Justice Neil Gorsuch dissented, joined by Chief Justice John Roberts, concluding that patent rights are private rights and can therefore only be revoked with the "concurrence of independent judges."


IPRs, at least for patents issued after the AIA, are constitutional. Potential challenges await for IPRs involving patents issued prior to the AIA, and for PTAB actions, such as "panel stacking," which appear to have drawn concern from the Court.


In a 5-4 decision authored by Justice Gorsuch and decided on April 25, 2018, the Court held: "When the Patent Office institutes an inter partes review, it must decide the patentability of all the claims the petitioner has challenged."
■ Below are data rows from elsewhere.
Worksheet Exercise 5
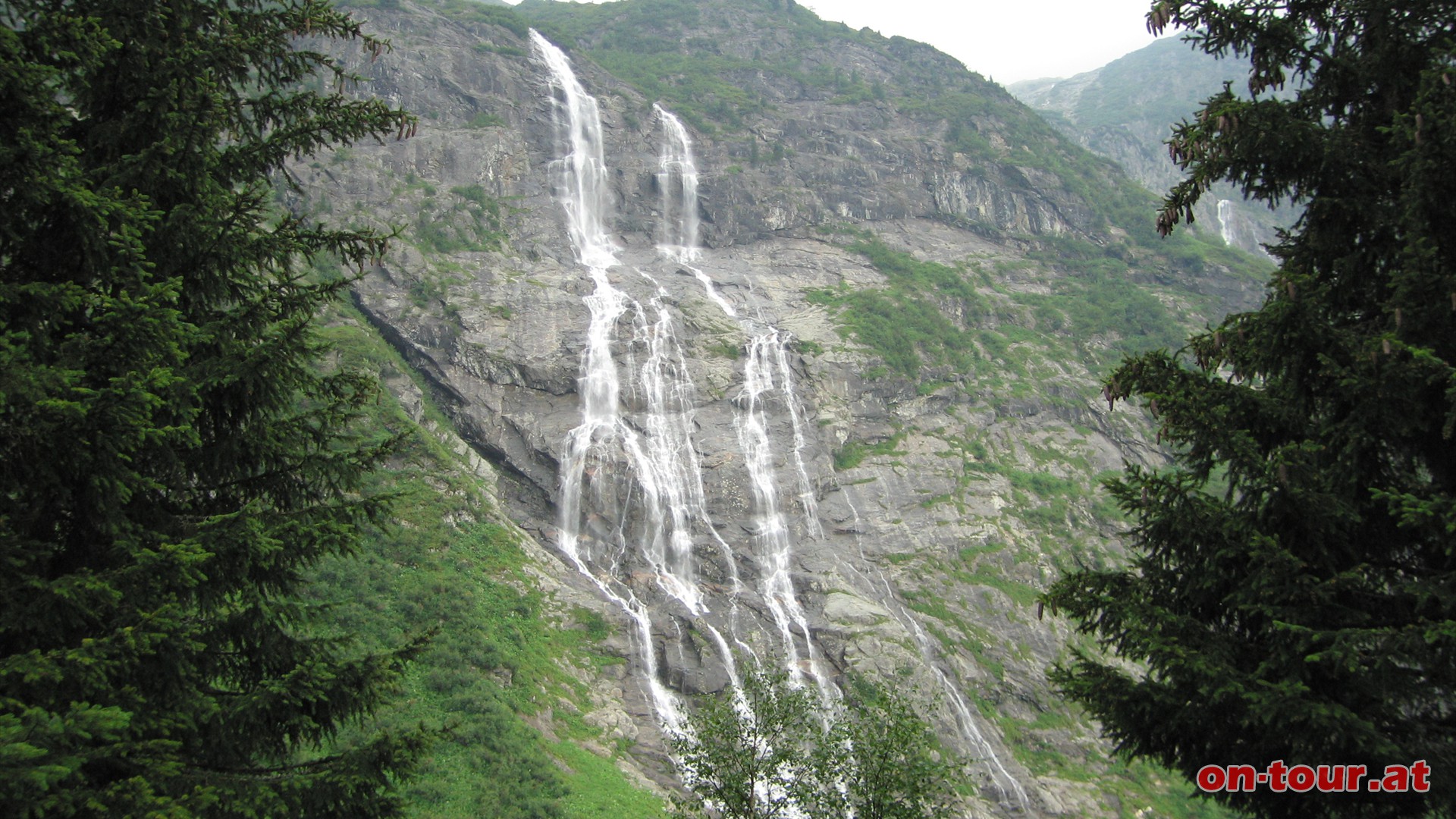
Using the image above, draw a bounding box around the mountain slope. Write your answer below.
[298,0,1263,816]
[1009,38,1294,253]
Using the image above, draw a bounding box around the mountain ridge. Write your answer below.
[301,0,1263,816]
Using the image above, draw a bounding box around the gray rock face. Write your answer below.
[304,3,1252,816]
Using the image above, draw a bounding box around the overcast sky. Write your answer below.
[507,0,1176,84]
[799,0,1176,84]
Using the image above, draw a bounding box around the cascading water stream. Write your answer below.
[652,105,837,704]
[532,30,1028,811]
[530,29,695,732]
[1219,199,1233,245]
[836,487,1031,814]
[652,103,699,262]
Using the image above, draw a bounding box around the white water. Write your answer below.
[840,487,1031,813]
[1219,199,1233,245]
[532,30,1029,811]
[652,103,699,262]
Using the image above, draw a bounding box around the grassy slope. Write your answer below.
[313,301,663,819]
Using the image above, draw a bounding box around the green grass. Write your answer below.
[310,307,661,819]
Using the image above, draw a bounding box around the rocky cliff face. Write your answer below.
[295,0,1258,816]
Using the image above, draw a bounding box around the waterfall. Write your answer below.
[652,103,699,262]
[652,105,837,693]
[530,29,699,732]
[532,30,1028,811]
[839,487,1031,814]
[1219,199,1233,245]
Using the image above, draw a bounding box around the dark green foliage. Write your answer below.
[668,664,956,819]
[1048,0,1456,816]
[0,0,422,816]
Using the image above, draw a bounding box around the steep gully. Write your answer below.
[532,30,1032,813]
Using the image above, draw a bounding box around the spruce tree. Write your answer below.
[1046,0,1456,816]
[0,0,421,817]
Section 318(a) of the Patent Act indicates that the Patent Trial and Appeal Board (PTAB) "shall issue a final written decision with respect to the patentability of any claim challenged by the petitioner and any new claim added [during the IPR.] 35 U.S.C. §318(a). Prior to SAS Institute, the PTO had interpreted "any claim challenged … [during the IPR]" to mean instituted claims, and therefore the PTO believed it could partially institute review on only some of the challenged claims, and only address the instituted claims in the final decision. The Court disagreed, holding that the statute was clear, "any" patent claim meant "every,"and therefore the agency must reach a final decision on all claims.

While the Director made several policy arguments during the case, the Court did not focus on them, stating that they should be addressed to Congress rather than the Court. The Court also declined to reconsider Chevron, finding that even under Chevron, the PTO was not owed deference because the meaning of the statute was clear

Justice Stephen Breyer dissented – joined in part by Justices Ruth Bader Ginsburg, Sonia Sotomayor and Elena Kagan – because he believed the statute was ambiguous and thus would give deference to the PTO's interpretation.

Justice Ginsburg additionally dissented, joined by Justices Breyer, Sotomayor and Kagan, pointing out that the PTAB could effectively skirt the majority's holding by denying a petition and pointing out which claims it would have instituted on, then allowing the petitioner to refile on just those challenged claims. Accordingly, the dissenters reasoned that the statute should not be read to preclude the option to weed out "insubstantial challenges."


While SAS Institute may seem to be a clear win for petitioners, it has a number of potential consequences that should be considered. Because IPR will be instituted on all claims as long as one challenged claim meets the institution standard, it should be easier to get a stay in related district court actions because there will be broader estoppel and therefore judges likely will be more confident that completion of the IPR will significantly narrow the issues. The requirement to institute on all claims may even result in District Courts being more willing to issue stays prior to an institution decision if it appears that the petition sets out a strong challenge to at least one claim.

However, because the final decision will cover all petitioned claims, estoppel can apply to all those claims. Petitioners should therefore even more carefully consider every claim they want to include in the petition and make sure the petition fully establishes unpatentability of those claims.

Moreover, the PTAB may change how it issues institution decisions, only picking one claim to analyze. This will give petitioners and patent owners less information about what to focus on through the replies and trial stages. Also, as the dissent pointed out, the PTAB may simply choose to deny some petitions which lack sound challenges to a large number of challenged claims, rather than instituting and having to handle them in a final decision, even if the challenges to some claims are meritorious. This possibility is of particular concern to petitioners in light of the PTAB's recent General Plastic precedential decision, limiting serial petitions.

The PTAB has issued guidance based on SAS Institute (linked here), for pending trials that were not instituted on all claims. The panel may issue an order supplementing the institution decision, and in in doing so may permit additional time, briefing, discovery, and/or oral argument, based on the circumstances. Petitioners and patent owners with currently pending trials should be ready to act.